Effects of the agl16 deletion on S. acidocaldarius S-layer glycoprotein. Equivalent amounts of the S-layer protein SlaA from S. acidocaldarius MW001, the Δagl16 strain, the Δagl16 strain with control plasmid pSVA1450, and the Δagl16 strain complemented with pSVA1274 containing agl16 were separated by 11% SDS-PAGE and Coomassie blue stained.

Fig 4

Glycosylation defects on the archaellin FlaB from S. acidocaldarius. Equivalent amounts of cells from S. acidocaldarius MW001 (lane 1), the Δagl16 strain (lane 2), the Δagl16 strain complemented with pSVA1274 (lane 3), the Δagl3 strain (lane 4), and the Δagl3 strain complemented with pSVA1266 (lane 5) were separated by 11% SDS-PAGE and immunoblotted with antibodies raised against FlaB.

Fig 5

Detailed analysis of the S. acidocaldarius Δagl16 mutant background S-layer glycopeptide. The total ion chromatograms of the glycan profiles for the tryptic peptides T24 (A) and T26 (B) are shown. The annotated peaks show that the truncated Hex₂QuiS₁HexNAc₂ glycoform is present on the observed glycopeptides, whereas the full glycan is missing. For reference, a cartoon depicting the full glycan is provided for each spectrum.

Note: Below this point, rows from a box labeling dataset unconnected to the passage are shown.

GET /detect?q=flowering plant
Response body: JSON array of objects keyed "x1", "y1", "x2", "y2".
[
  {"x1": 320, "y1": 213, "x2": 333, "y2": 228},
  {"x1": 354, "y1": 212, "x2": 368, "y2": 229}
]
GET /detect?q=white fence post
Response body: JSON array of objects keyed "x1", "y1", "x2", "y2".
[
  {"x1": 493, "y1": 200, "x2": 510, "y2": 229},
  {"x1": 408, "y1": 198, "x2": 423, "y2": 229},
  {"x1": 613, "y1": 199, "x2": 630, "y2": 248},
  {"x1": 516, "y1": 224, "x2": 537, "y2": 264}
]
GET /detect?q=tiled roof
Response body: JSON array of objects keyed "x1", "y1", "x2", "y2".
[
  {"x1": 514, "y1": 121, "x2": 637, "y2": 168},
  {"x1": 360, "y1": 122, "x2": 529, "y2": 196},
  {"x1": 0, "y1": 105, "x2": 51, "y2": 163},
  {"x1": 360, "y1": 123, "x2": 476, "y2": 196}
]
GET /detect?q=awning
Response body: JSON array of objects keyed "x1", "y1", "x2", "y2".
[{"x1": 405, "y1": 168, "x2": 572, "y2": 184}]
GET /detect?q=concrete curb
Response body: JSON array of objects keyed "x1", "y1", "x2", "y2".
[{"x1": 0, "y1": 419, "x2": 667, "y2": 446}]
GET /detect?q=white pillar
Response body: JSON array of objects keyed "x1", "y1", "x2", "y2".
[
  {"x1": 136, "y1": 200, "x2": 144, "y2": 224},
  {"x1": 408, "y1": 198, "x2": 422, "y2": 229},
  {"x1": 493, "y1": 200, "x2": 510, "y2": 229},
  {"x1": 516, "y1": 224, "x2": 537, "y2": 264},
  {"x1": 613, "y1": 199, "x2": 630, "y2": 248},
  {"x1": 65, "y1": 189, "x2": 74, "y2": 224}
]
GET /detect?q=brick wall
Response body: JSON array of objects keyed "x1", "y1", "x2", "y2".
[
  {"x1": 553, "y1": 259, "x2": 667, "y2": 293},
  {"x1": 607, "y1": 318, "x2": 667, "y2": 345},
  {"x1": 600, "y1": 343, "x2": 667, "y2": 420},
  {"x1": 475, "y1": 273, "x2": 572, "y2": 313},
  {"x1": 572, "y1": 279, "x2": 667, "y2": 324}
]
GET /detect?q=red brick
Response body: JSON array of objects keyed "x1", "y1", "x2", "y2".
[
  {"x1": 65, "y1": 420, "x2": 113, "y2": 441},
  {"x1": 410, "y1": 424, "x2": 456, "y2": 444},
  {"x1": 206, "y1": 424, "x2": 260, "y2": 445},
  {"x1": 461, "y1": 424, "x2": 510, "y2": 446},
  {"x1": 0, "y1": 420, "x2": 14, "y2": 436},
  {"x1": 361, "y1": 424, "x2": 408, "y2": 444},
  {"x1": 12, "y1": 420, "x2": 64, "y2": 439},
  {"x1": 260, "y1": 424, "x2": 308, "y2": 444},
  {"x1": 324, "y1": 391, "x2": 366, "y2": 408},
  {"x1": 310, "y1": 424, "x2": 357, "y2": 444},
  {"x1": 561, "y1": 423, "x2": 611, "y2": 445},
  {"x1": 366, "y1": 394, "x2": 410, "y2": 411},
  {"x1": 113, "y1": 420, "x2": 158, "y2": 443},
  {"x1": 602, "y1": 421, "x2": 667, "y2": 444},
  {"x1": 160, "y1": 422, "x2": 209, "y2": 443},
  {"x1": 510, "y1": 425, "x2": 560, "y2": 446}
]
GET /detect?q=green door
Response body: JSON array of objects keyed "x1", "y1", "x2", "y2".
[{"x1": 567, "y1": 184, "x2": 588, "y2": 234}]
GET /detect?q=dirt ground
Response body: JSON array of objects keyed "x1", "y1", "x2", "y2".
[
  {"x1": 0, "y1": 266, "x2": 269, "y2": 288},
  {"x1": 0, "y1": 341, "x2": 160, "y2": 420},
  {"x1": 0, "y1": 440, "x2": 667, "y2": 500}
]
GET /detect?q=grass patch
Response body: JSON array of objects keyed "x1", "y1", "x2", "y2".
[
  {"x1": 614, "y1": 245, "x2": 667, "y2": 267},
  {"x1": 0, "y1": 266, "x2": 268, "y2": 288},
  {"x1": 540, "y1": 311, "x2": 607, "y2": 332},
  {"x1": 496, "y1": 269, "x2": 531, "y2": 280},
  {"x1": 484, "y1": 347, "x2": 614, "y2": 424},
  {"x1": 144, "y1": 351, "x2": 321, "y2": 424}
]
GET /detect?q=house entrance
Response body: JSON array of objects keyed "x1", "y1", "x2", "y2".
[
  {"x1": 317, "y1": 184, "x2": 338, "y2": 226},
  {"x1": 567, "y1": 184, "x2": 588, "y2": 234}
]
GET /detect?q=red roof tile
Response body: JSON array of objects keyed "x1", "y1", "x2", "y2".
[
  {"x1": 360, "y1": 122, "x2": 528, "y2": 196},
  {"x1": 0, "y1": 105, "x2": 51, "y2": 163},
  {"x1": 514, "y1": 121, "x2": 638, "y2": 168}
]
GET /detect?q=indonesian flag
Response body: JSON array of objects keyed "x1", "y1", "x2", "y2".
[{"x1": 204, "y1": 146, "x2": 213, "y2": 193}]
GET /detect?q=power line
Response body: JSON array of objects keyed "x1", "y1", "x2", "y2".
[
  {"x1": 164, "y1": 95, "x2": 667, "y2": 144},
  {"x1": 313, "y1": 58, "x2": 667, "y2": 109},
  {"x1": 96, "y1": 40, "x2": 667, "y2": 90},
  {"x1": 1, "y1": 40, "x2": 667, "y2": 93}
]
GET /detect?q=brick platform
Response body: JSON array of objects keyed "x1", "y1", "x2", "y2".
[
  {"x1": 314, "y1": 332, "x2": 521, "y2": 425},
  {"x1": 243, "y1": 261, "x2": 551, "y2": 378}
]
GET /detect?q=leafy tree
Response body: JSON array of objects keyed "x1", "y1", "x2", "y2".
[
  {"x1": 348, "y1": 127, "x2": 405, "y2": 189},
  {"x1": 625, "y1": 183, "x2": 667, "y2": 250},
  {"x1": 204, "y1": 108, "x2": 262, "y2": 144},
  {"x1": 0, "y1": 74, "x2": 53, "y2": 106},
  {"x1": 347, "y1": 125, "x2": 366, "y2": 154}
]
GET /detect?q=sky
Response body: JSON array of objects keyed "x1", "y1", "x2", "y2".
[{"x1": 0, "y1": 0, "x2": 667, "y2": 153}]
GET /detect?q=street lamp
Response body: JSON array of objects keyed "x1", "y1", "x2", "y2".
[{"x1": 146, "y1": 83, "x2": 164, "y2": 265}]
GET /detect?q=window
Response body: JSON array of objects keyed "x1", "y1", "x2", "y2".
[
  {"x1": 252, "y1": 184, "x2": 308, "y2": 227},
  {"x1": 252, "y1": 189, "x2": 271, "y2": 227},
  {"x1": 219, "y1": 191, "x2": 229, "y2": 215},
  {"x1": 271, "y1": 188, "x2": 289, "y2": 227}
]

Glycan symbols: blue sphere, glucose; green sphere, mannose; orange sphere, sulfoquinovose; blue square, GlcNAc.

Fig 6

Effects on the motility from S. acidocaldarius by interfering with the N-glycan assembly. Equivalent amounts of cells (5 to 6 μl) from S. acidocaldarius ΔaapF ΔflaH (lane 1), S. acidocaldarius ΔaapF (lane 2), the background strain S. acidocaldarius MW001(lane 3), S. acidocaldarius Δagl3 (lane 4), S. acidocaldarius Δagl16, and S. acidocaldarius Δagl16 complemented with pSVA1274 (lane 6), were dripped onto a 0.15% Gelrite plate and incubated for 4 and 9 days at 75°C. The panels on the right show the enlarged colony border and the motility zone (taken from the left panel: 0 mM NaCl, 9-day incubation), as well as the N-glycan composition of MW001 and the Δagl16 and Δagl3 mutants. The ability to swim corresponds to the N-glycan size.

Fig 7

TEM analysis of negatively stained cells of MW001 (A), the Δagl3 mutant (B), and the Δagl16 mutant (C) showed the lack of archaella on each of the agl deletion mutants. The MW001 background strain exhibits Aap pili (8 to 10 nm; white arrow) as well as the archaella (10 to 14 nm, black arrow); in the agl deletion mutants, only the Aap pili could be detected. Bars, 200 nm (A) and 100 nm (B and C).

Fig 8

Response to salt stress in the Δagl16 strain. S. acidocaldarius MW001 (black line) or Δagl16 (gray line) were grown in Brock medium at different salt concentrations (0 to 400 mM NaCl). Growth was measured as the optical density at 600 nm (OD₆₀₀). Shown are values obtained from an experiment done in triplicate; repeats generated a similar result.